In fact, the major breach discovered last April that exposed millions of records was launched through a contractor, KeyPoint Government Solutions. The attackers stole their credentials and used them to penetrate the OPM network. How this attack actually occurred has never been divulged. However, you’d probably get good odds on it being some sort of spearphishing exploit.
The audit report paints a picture of an agency completely baffled by its own security infrastructure.

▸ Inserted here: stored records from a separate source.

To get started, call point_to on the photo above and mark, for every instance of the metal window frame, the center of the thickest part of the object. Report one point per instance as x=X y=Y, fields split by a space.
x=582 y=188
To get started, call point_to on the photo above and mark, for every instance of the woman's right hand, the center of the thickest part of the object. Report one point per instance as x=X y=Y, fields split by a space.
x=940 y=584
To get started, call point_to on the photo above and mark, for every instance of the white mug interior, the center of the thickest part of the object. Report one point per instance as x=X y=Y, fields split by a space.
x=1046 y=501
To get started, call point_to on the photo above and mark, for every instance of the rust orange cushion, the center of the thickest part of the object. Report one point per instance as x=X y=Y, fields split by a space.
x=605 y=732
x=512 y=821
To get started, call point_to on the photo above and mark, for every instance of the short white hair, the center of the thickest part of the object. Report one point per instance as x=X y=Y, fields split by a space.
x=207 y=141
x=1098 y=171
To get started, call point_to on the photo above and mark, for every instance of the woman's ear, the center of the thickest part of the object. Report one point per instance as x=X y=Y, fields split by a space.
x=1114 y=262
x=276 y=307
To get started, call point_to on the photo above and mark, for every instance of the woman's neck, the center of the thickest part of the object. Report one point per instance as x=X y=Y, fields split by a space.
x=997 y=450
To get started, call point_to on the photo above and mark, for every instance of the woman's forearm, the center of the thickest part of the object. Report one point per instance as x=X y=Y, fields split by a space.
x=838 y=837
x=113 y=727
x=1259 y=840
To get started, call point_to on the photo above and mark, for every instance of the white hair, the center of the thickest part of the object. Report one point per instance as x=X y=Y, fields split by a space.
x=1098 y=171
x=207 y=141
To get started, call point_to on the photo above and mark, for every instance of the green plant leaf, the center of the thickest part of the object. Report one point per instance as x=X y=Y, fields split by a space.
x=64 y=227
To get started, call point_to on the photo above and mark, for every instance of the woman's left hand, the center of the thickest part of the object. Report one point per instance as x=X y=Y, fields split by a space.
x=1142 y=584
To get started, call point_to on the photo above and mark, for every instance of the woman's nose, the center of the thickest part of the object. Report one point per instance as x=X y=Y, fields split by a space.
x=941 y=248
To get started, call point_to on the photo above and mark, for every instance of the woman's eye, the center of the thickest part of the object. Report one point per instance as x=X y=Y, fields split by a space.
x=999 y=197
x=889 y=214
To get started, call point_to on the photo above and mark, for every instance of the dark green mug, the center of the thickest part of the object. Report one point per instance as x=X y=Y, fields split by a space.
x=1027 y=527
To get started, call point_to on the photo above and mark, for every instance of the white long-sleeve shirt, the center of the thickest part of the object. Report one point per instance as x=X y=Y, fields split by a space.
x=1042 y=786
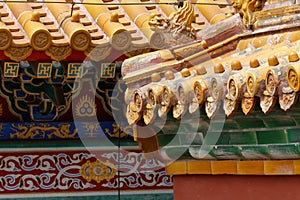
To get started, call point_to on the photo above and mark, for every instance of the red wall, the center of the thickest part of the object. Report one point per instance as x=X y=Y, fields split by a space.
x=225 y=187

Here are a few key quotes from the report.
“We determined that only 20 out of 29 systems operated by OPM were subject to adequate security control continuous monitoring activity in FY 2015, and only 10 of the 17 systems operated by a contractor were subject to an adequate annual security control testing exercise.”
“It is irresponsible to allow information systems to operate indefinitely without subjecting them to a thorough security controls assessment, as OPM is doing.”

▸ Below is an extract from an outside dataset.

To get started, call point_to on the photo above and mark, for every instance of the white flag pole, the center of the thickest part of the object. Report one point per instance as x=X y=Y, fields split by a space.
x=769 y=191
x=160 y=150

“Failure to maintain an accurate IT inventory undermines all attempts at securing OPM’s information systems.”
“We have concerns that OPM is not remediating known vulnerabilities in a timely manner.”
“OPM’s lack of comprehensive inventory makes it impossible for us or the OCIO to determine how many servers are not receiving timely patches.”
One key aspect of the report focuses on the use, or non-use, of PIV (Personal Identity Verification) used by the agency. Government employees who want to use the network must have a smartcard which contains specific verifying information. Although 97% of the laptops OPM bought for their agencies require such two-factor authentication, it was found that “throughout FY 2015 there were no controls enforced that require two-factor authentication to connect other devices to the network. In addition, none of OPM’s 46 major applications enforced PIV authentication.” If this means that such devices as smartphones, which are not mechanically constructed to take smartcards, are allowed to access the government network, then the system is wide open for attacks.
The endpoint weakness seems to be true. The report emphasizes that “over the past several years, the agency has procured a variety of tools to help automate efforts to secure the OPM network. However, our audit determined that all of these tools are not being utilized to their fullest capacity, as the agency was having difficulty implementing and enforcing the new controls on all endpoints of the decentralized network.” The agency may want to consider a simpler and more all-encompassing hardware solution that would work with all current operating systems rather than trying to continuously implement, upgrade, and patch numerous software applications that are doing nothing more than exposing the network to attackers via their own vulnerabilities.
There are other problems as well. The report alleges that “OPM cannot effectively track the performance of Cloud Service Providers.” They point out that “only 65 percent of employees identified as having significant security responsibilities have completed special IT training.” And, moreover, they complain that OPM only implemented 13 of the 29 recommendations they made in their last audit (2014); a situation they see as worsening in the year to come.
In short, anyone reading this report would not be surprised to see OPM breached again. The only thing that may stop such a breach is that the attackers may have gotten everything they needed the first time around. However, OPM could still be used as a platform from which to attack other government agencies. The future for attackers is unlimited.